W: I came to ephemeral art because of that Easter conference. One of the guys that was there was Balz Isler, a really interesting performance artist from Switzerland. He told me he’s going to do kind of a performance next week at a conference about ephemeral arts, and wanted to do it together. They asked him to give a lecture about a project he did, but he told them it would be so boring to just stand on stage, talking, that he should actually react with the audience during the conference. This is intuitive for him, but a really big step for me, although I feel like my work is already moving into the direction of performance. Directly reacting to certain situations makes sense in this respect.
Ephemeral art is a movement of artists who make temporary works partly in rebellion against the art market. I began doing this while in the academy in my second year. I used to always paint pretty pictures which everybody loved, but I got so annoyed with it because the only thing that people could say about it was “It’s just like a photograph” or “I wish I could do that” or “You are so creative.”
You could never have a conversation about it. You couldn’t get through this wall of weird value. I thought, I’m not going to make pretty pictures so that someone can hang them above their couch to match their curtains. I have to stop doing this now and try to create images which people can interact and communicate with.
From 2D I went to 3D, and instead of using traditional materials like oil paints I went to unconventional material. And then from figurative I went to abstract. I consciously went in the opposite direction to create a realm in which I could communicate.
V: How are you going to navigate the art world now?
W: Because of my Mondriaan grant, I am obliged to enter Prospects & Concepts at Art Rotterdam.

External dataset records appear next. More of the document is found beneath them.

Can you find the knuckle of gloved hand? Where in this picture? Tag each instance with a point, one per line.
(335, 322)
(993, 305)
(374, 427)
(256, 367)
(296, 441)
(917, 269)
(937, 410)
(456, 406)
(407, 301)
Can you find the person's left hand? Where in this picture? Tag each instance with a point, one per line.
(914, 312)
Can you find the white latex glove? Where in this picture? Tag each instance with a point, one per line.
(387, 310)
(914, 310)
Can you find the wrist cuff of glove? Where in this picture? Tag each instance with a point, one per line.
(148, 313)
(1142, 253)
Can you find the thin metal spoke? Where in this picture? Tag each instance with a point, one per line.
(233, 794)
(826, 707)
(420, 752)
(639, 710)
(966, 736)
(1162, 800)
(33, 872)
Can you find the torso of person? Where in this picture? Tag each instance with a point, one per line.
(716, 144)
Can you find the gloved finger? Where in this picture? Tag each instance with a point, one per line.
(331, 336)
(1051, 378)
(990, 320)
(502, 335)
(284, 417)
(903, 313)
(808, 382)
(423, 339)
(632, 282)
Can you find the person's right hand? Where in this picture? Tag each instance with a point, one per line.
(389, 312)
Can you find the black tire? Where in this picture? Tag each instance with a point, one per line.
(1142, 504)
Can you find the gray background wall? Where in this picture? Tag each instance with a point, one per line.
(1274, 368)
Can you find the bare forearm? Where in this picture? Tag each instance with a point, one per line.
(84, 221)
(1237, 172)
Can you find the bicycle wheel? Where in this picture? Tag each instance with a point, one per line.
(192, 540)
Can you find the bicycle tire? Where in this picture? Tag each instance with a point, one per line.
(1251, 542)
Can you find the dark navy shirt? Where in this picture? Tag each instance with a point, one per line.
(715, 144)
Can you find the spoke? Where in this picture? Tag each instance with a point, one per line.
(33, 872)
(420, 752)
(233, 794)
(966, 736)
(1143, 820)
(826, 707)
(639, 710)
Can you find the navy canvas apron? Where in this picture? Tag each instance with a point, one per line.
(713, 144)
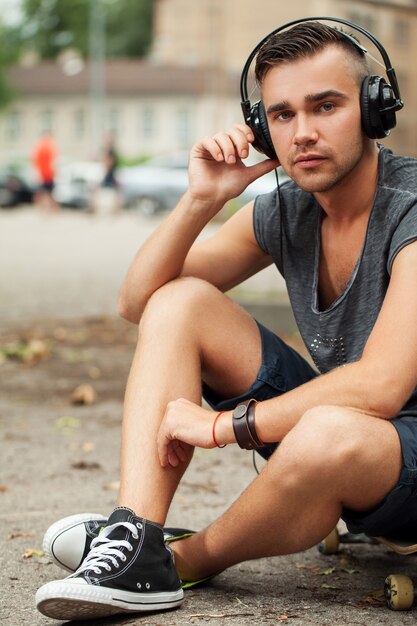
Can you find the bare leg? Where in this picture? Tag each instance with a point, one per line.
(189, 330)
(323, 464)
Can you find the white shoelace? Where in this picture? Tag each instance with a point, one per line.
(104, 550)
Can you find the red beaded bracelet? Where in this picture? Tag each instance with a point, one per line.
(214, 428)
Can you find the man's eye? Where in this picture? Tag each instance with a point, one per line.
(284, 115)
(327, 106)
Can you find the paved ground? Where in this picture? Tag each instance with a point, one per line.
(58, 283)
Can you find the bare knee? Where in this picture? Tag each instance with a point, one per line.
(322, 445)
(180, 300)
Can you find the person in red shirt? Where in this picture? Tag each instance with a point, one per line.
(44, 157)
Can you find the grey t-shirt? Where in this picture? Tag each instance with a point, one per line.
(287, 227)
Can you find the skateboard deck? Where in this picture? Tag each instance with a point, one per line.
(400, 546)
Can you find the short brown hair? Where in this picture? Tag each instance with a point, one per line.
(302, 41)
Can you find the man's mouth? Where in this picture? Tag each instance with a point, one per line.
(306, 161)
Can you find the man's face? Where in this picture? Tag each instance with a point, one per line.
(314, 118)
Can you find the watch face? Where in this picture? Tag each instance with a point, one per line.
(240, 411)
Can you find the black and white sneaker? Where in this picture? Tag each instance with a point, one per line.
(68, 541)
(130, 568)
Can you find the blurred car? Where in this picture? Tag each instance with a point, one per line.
(76, 182)
(155, 186)
(158, 184)
(17, 186)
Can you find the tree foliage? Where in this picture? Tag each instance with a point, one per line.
(9, 54)
(51, 26)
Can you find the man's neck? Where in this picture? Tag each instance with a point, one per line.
(353, 197)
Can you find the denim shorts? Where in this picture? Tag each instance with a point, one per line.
(284, 369)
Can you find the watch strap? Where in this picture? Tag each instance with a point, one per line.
(244, 425)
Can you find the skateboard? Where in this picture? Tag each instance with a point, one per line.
(398, 588)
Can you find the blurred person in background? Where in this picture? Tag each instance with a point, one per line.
(343, 233)
(44, 158)
(106, 198)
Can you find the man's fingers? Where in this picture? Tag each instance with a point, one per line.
(229, 146)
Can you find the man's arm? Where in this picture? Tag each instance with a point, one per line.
(378, 384)
(216, 174)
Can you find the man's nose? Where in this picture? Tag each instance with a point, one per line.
(305, 130)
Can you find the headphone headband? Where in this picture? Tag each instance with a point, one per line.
(388, 67)
(379, 100)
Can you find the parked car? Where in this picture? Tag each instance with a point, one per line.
(76, 182)
(155, 186)
(158, 184)
(17, 186)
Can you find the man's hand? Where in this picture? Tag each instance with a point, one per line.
(216, 171)
(184, 426)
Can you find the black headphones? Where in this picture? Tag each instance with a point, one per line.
(379, 100)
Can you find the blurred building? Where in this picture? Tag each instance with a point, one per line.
(222, 33)
(189, 85)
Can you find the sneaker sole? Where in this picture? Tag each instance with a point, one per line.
(73, 601)
(62, 526)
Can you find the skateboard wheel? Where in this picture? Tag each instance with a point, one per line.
(399, 592)
(330, 544)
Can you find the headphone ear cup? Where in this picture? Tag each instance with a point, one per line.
(259, 125)
(377, 95)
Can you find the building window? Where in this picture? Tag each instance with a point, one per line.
(183, 126)
(46, 121)
(402, 33)
(13, 126)
(113, 121)
(147, 125)
(79, 123)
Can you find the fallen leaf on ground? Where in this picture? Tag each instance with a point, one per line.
(88, 446)
(15, 535)
(84, 394)
(86, 465)
(30, 553)
(67, 424)
(376, 599)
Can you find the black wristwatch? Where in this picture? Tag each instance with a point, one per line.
(244, 425)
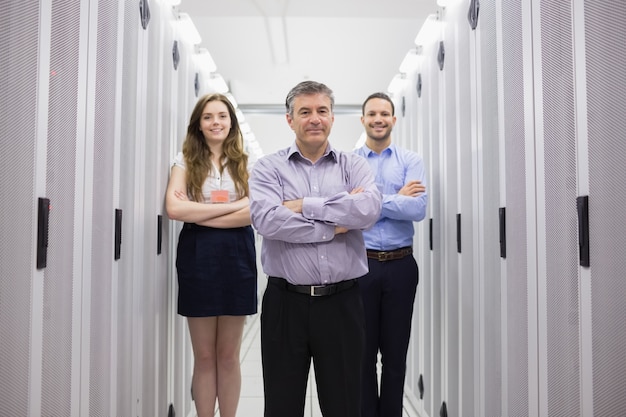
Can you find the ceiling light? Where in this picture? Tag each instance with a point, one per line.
(429, 31)
(187, 30)
(410, 62)
(217, 84)
(397, 84)
(203, 60)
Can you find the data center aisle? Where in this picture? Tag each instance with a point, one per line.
(251, 401)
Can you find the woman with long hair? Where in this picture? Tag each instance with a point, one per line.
(216, 259)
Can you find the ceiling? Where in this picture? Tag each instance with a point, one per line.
(262, 48)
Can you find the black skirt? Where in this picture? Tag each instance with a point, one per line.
(217, 273)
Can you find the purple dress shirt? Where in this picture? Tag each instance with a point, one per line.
(303, 247)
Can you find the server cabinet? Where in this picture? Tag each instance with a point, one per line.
(430, 302)
(486, 180)
(461, 377)
(601, 156)
(87, 306)
(519, 363)
(22, 182)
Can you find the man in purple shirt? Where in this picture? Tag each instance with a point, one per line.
(389, 287)
(310, 202)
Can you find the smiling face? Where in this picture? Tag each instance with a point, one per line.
(215, 122)
(378, 120)
(311, 121)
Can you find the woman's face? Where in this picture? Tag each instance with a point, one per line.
(215, 122)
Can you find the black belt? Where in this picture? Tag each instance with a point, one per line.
(389, 255)
(314, 290)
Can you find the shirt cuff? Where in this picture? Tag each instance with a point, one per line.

I’m really curious what’s going to happen in the year leading up to this.
V: Is the art world sustainable with ephemeral works?
W: I think there are two separate worlds. One is the art market, and the other is the inherent art world, and they have nothing to do with one another. And they shouldn’t. The art market is like the housing market. It doesn’t matter whether it’s a house or a painting, it is all about adding money and value. The value of art is not in its products or in its tangibility, but in its ideas. So yeah, I think it is sustainable with ephemeral art because it’s about ideas you can’t grab anyway, so you don’t need products. I think it would be really good for the real value of art for people to see the difference between the two.
V: It’s often hard for people to see the difference. They don’t know how put a value on experience.
W: Art is just a purely human thing. It’s natural to question the world around you. I’m not saying everybody should be an artist, but I wish the audience would just recognize it as this thing that lets you interact with the world.
V: How has being at Spatie changed you? What are some of the questions that have arisen for you?
W: There were so many projects during these two months, with kids, there was a band, and all these other things going on in the installation. I like that. It had a role to play, every time. It opened up the possibilities of what it could be. It’s there to act. That’s what it showed me. It was very much used. I want to go in this direction. I used to think there is life, full of responsibilities, groceries, and rent, and then there’s art. But now it’s all the same thing.
I suppose it’s a stupid question: “What is it about?” When I’m making it, I’m not thinking about it rationally even though I’m a really rational person. When I’m making an installation it’s just in another realm of thinking. I have this idea that maybe it’s not so much about the installations, but about the body moving through the space. Maybe that’s what the installations are—just a trail of a performance that I did.